It was an iconic moment in sports history or, rather, an iconic eighteen seconds. It was the first round of the 1995 NBA Eastern Conference semifinals. The Indiana Pacers were playing the New York Knicks at Madison Square Garden. With eighteen seconds left, the Pacers were down by six, and even their own coach assumed the game was over.
And then there was Reggie. Reggie Miller. He took an inbounds pass just inside the arc, stepped back and lofted a three-pointer – nothing but net. Reggie then stole the Knicks inbound pass, ran outside the arc and lofted a turn-around jumper – and suddenly the score was tied.
The Pacers fouled John Starks on the inbound pass. Starks, a great clutch player, missed both his free-throws. Patrick Ewing got the offensive board for the Knicks, but missed an eight-footer and – who else – Reggie Miller cleared the rebound and was fouled. He sank both free throws and won the game for the Pacers. He scored six points in less than six seconds, and eight points in less than nine seconds.
What was Reggie thinking about during those nine seconds? Was he worried? Was he feeling confident? Or was he planning his attack on his opponent like a chess master? He was almost certainly doing none of these things. He was scoring points, not thinking about scoring points. He was, as athletes put it, in the zone.
A person in the zone, whether a sports star, musician, soldier or teacher, is not thinking about what to do next. He or she is just doing it. In the zone, there is room to do incredible things, but there is no room to think about oneself. The self disappears for the duration of the time a person is in the zone – usually only for a matter of seconds, rarely for a couple of minutes. People lose themselves in the zone.
Mihaly Csikszentmihalyi gave the reason for this disappearing person act in a TED talk he gave on being in the zone, or “flow,” as he calls it. He explained that our nervous system is incapable of processing more than 110 bits of information per second. It takes about 60 bits per second just to hear and process what another person is saying – which is why we can’t really listen to two people talking at once.
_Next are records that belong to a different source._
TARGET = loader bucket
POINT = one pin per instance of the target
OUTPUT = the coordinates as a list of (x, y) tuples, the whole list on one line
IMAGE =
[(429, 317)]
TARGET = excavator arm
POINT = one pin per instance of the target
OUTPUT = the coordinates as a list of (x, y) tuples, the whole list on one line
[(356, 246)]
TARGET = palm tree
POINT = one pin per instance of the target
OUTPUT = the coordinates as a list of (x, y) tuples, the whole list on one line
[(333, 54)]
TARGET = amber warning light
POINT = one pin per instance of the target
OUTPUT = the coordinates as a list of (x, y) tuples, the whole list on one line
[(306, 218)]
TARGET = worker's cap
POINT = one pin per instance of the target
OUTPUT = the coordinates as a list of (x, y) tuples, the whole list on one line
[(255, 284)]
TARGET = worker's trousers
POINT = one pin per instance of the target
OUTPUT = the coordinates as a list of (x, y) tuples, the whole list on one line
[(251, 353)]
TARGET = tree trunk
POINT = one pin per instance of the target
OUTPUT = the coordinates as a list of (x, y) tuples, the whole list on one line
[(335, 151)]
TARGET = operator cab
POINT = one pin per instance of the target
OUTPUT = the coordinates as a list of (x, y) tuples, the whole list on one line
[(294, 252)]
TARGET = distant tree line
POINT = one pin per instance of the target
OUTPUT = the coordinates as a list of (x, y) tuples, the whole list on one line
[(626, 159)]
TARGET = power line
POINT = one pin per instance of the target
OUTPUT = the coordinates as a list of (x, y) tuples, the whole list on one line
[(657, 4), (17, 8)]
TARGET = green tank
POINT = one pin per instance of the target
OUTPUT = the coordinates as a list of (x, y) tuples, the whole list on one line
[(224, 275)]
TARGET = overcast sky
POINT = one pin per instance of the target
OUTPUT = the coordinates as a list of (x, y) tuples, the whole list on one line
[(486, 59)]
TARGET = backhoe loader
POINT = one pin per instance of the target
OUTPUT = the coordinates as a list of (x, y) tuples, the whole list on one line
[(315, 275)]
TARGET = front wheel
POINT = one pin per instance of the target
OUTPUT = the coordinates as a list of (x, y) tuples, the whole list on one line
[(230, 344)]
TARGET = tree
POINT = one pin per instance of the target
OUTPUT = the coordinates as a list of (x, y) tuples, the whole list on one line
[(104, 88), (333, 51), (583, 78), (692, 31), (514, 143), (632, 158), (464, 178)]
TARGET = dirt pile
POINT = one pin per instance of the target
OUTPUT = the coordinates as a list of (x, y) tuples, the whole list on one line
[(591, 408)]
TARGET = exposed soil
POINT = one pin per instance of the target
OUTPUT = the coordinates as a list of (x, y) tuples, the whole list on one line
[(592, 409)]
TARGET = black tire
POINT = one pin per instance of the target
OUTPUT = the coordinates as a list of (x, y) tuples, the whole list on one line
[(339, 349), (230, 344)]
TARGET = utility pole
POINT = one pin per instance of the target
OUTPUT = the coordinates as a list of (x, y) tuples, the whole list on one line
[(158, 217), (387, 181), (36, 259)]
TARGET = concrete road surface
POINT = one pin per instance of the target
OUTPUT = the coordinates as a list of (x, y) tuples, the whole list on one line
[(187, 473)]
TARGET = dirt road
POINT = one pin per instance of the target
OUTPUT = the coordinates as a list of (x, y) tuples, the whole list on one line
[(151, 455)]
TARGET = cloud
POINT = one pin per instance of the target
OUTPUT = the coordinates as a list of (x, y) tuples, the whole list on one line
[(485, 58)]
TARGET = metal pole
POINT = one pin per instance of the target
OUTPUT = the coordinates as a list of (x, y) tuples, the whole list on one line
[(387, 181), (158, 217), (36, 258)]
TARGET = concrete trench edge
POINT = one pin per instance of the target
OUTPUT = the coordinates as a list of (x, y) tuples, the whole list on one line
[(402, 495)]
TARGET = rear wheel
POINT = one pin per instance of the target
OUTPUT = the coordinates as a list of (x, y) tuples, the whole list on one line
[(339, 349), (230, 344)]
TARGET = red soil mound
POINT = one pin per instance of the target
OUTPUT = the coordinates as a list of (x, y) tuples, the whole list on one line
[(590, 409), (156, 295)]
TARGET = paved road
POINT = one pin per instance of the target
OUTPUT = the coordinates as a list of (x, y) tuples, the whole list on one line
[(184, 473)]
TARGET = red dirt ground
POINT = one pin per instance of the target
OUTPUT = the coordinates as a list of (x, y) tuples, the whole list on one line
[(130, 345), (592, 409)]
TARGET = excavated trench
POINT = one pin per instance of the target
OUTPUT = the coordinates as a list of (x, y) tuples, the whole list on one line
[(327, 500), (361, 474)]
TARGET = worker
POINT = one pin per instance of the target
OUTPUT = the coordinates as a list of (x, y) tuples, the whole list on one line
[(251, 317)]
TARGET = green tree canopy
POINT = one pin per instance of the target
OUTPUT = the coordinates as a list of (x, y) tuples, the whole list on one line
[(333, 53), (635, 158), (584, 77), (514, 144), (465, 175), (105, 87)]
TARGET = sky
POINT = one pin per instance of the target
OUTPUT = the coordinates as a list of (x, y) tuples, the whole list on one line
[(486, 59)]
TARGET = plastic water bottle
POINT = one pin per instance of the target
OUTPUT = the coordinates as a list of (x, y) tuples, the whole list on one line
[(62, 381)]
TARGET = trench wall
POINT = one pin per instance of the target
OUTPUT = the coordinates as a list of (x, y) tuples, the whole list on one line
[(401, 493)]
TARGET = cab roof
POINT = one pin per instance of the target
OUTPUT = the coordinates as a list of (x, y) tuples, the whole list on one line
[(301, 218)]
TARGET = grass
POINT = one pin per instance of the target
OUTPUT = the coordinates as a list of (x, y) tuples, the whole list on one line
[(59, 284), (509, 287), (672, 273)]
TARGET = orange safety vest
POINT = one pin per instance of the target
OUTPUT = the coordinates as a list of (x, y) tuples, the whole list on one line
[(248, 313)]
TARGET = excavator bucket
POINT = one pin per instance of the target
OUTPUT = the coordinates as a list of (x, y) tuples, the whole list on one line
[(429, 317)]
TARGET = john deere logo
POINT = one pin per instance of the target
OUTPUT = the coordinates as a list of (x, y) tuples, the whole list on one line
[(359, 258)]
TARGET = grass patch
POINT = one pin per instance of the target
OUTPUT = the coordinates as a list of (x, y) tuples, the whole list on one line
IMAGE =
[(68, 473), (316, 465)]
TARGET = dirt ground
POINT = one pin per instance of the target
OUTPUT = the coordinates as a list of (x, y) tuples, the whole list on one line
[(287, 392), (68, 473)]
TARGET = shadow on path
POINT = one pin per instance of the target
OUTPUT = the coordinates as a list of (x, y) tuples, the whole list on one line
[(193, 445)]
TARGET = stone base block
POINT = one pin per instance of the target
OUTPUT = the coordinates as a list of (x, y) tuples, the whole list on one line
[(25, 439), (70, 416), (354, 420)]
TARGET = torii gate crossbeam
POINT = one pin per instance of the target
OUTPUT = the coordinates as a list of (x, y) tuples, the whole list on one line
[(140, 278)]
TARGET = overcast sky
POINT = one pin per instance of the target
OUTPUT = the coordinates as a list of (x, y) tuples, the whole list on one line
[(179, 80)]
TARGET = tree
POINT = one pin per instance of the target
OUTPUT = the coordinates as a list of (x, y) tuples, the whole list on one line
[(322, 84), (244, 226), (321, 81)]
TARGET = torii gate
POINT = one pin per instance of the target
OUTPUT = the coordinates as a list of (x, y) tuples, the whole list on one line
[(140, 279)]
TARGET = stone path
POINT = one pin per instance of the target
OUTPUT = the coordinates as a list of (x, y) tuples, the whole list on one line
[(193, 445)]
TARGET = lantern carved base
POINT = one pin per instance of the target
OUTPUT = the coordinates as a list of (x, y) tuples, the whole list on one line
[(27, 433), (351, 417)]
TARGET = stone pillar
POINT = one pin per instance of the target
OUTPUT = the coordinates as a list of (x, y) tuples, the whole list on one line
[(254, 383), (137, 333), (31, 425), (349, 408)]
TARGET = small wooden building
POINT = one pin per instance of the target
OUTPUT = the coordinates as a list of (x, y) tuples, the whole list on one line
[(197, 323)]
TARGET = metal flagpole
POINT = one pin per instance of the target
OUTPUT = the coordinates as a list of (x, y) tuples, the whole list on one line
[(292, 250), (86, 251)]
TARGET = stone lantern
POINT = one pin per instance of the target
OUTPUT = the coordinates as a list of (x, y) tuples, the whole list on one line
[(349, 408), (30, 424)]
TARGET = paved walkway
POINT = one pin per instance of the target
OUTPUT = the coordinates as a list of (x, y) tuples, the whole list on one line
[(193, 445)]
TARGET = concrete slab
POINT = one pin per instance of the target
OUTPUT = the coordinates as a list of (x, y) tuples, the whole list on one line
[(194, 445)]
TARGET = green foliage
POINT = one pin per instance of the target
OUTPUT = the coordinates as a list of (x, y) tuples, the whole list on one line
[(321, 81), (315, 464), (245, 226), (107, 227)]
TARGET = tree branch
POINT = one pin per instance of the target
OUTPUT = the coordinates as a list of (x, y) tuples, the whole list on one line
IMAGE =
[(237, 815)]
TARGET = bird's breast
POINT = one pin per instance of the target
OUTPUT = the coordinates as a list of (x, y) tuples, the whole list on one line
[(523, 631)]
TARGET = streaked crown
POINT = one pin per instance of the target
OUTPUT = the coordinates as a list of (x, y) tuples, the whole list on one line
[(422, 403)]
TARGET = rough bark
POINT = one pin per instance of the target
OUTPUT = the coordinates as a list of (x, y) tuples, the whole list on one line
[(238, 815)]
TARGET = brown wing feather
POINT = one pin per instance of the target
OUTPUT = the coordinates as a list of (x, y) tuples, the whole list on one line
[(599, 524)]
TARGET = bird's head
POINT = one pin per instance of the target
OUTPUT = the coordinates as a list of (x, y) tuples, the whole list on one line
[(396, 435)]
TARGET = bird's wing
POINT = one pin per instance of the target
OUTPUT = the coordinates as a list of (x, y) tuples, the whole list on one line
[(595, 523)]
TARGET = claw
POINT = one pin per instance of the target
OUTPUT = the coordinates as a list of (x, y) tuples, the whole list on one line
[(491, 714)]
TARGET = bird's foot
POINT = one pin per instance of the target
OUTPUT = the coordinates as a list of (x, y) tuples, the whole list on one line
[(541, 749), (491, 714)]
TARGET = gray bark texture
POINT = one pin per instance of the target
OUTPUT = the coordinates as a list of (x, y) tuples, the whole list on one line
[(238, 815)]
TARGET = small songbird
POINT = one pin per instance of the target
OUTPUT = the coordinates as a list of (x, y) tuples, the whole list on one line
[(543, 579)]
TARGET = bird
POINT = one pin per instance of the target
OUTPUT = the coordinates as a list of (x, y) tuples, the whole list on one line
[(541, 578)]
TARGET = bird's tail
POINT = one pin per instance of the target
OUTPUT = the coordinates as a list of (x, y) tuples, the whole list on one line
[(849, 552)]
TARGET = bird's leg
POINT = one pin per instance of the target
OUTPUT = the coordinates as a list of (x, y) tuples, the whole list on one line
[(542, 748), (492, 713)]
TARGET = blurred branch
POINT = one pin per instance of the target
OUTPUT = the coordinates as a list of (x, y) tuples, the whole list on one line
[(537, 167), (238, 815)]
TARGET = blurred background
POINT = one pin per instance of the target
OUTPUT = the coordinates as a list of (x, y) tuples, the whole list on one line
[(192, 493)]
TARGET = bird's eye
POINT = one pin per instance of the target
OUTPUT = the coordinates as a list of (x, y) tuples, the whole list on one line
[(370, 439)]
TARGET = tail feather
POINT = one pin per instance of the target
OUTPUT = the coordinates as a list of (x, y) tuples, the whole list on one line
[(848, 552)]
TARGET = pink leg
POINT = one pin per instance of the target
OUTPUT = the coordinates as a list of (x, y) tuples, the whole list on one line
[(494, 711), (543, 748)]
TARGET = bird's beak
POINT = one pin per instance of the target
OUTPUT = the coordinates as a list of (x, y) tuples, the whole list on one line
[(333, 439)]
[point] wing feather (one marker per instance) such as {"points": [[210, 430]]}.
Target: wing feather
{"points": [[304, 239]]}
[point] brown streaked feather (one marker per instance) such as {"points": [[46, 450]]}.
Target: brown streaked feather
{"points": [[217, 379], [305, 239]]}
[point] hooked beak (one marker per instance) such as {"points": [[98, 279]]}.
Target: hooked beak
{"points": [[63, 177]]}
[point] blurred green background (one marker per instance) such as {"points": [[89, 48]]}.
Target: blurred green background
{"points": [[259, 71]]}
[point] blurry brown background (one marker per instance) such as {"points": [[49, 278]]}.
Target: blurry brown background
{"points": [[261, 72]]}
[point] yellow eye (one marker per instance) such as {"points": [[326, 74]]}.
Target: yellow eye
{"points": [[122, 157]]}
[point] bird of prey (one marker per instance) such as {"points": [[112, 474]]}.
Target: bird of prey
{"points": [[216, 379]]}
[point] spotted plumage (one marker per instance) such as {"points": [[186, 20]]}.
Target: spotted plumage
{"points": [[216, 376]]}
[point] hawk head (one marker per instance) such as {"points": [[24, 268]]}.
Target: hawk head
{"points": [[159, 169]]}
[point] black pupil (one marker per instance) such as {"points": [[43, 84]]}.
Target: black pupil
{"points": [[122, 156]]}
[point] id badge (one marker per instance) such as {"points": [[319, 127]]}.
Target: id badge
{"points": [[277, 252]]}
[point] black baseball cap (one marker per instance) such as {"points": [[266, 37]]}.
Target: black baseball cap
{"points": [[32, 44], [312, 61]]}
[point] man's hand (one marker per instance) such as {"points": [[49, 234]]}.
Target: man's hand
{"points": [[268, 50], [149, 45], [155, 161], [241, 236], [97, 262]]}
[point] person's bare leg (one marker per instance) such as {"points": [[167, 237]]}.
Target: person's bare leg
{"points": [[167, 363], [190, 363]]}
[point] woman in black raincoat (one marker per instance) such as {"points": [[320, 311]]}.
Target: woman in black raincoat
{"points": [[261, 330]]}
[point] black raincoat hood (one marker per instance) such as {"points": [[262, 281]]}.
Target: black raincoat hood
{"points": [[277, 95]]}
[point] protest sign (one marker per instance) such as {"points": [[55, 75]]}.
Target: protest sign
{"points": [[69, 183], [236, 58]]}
When a person is using all 110 bits in concentrated form, he or she temporarily disappears.
While Reggie Miller was nailing threes and stealing passes and sinking free throws, he was using all the bits of information he was capable of processing. There was none left over to think about himself or tomorrow night’s game or next week’s cover of Sports Illustrated. For a few seconds, Reggie ceased to play basketball; he became basketball. He became one with the game.
It is in those moments, according to Csikszentmihalyi, that humans experience the greatest fulfillment. Isn’t it ironic? People are most fulfilled when they think least about themselves. This explains why using the 110 bits of information to secure oneself or one’s image is, even when successful, always so unsatisfying.
Entering the zone or flow is often associated with eastern religious practices. But Jesus understood human psychology and knew how best to find fulfillment. He told his students, “If you cling to your life, you will lose it, and if you let your life go, you will save it.”
As always with Jesus, this is more than mere word play. It is not a religious platitude masquerading as wisdom. This is how life really works. Jesus understood it because he lived it. Living for oneself is a dead end. Selfishness is a bust. Only by losing oneself – the clamoring, insecure, grasping false self – can one ever hope to find the true self God has in mind.
Jesus invited people to lose themselves for him and his cause. That probably didn’t sound any more appealing then than it does now, and only a few people took him up on it. But those who did changed the world. They talked about experiencing oneness with Jesus and extolled it in terms of glory and joy. They lost themselves but found, as Jesus had promised, a life that exceeded anything they had ever known.